There are other stories and portraits, all speaking of loss and love and hope and sorrow. Ceri is a child of an alcoholic mother, and a young mother herself now. She works hard to understand the lost child she was, and works for a charity in Brighton to help others in addiction. I am painting her portrait now, and am struck by the love she has for her mother, who died of her alcoholism.
This exhibition is powerful, raw, loving and real. It is about all of us, and the stories I tell through paint and words, affect everyone. Once we see we are not alone, we feel stronger.

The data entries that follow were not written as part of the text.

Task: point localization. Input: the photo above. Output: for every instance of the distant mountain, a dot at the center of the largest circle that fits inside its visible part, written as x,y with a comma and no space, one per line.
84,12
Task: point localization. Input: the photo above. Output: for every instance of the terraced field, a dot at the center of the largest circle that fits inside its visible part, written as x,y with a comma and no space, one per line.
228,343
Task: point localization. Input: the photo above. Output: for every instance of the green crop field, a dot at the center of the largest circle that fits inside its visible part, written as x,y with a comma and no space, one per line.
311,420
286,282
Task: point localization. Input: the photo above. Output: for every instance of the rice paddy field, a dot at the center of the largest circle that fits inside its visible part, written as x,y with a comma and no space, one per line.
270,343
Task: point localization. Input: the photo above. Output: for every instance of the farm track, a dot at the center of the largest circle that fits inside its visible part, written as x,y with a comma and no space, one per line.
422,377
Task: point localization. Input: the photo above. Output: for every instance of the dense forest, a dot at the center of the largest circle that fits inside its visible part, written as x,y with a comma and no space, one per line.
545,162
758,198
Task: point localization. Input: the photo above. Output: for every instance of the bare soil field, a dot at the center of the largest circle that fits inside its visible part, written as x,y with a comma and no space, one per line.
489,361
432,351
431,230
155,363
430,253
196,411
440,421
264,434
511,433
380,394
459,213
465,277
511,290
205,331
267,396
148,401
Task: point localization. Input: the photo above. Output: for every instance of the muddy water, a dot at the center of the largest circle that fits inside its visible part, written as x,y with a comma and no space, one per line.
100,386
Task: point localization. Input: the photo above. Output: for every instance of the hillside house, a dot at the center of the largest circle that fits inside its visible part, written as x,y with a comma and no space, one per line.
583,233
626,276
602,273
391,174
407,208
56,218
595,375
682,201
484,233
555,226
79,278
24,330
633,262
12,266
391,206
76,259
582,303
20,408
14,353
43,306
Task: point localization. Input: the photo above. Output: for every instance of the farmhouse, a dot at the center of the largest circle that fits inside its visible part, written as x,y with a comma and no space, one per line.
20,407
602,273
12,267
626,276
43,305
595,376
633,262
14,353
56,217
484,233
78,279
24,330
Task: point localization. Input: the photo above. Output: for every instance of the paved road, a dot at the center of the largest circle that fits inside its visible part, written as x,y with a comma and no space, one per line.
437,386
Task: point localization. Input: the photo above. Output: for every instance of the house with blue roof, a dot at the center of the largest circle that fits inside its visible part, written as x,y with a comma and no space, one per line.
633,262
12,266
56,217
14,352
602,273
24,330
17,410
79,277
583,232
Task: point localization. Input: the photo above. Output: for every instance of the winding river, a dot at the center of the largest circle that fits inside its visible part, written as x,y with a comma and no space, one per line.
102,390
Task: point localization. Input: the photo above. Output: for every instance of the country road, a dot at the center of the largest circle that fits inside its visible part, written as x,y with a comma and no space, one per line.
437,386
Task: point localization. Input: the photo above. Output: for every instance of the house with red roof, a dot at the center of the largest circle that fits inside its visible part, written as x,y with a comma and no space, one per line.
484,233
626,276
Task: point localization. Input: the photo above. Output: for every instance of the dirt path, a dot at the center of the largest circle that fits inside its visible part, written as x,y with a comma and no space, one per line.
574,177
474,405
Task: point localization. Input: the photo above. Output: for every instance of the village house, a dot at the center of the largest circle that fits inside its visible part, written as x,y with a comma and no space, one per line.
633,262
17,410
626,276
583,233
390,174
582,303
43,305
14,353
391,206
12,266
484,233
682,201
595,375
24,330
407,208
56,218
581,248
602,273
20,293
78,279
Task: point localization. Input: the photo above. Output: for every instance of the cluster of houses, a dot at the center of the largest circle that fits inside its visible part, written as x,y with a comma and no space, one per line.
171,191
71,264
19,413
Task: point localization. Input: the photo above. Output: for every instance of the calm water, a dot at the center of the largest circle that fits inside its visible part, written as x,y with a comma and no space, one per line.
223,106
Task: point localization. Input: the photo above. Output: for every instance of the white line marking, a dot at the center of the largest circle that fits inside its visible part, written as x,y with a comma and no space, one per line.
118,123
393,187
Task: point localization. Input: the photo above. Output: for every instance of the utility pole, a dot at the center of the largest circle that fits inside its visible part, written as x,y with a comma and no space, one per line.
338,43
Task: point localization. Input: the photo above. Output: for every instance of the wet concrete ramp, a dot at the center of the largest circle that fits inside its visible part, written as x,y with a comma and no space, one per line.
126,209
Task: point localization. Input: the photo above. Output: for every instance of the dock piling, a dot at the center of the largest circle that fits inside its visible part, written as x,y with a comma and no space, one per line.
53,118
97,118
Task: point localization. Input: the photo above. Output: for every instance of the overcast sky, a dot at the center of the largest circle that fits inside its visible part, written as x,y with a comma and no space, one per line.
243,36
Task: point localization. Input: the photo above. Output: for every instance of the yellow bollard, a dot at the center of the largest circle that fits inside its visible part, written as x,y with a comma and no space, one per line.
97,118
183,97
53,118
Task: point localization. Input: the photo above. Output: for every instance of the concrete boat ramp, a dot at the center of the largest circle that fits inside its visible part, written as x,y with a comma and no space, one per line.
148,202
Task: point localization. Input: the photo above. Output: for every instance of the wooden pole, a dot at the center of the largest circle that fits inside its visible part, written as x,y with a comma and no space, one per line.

And though there is no solution for many of us at the moment, we want our addicts to get better, to come back to us, and we also know that for many of us, that is not going to happen. But the most important thing we all have together, is hope, and this exhibition is about hope with a dose of hard reality.
Addicts And Those Who Love Them opens from Saturday 14 to Wednesday 25 May, midday till 6pm daily, entrance free, at the Fishing Quarter Gallery, 201 Kings Road Arches, Brighton BN1 1NB. All welcome.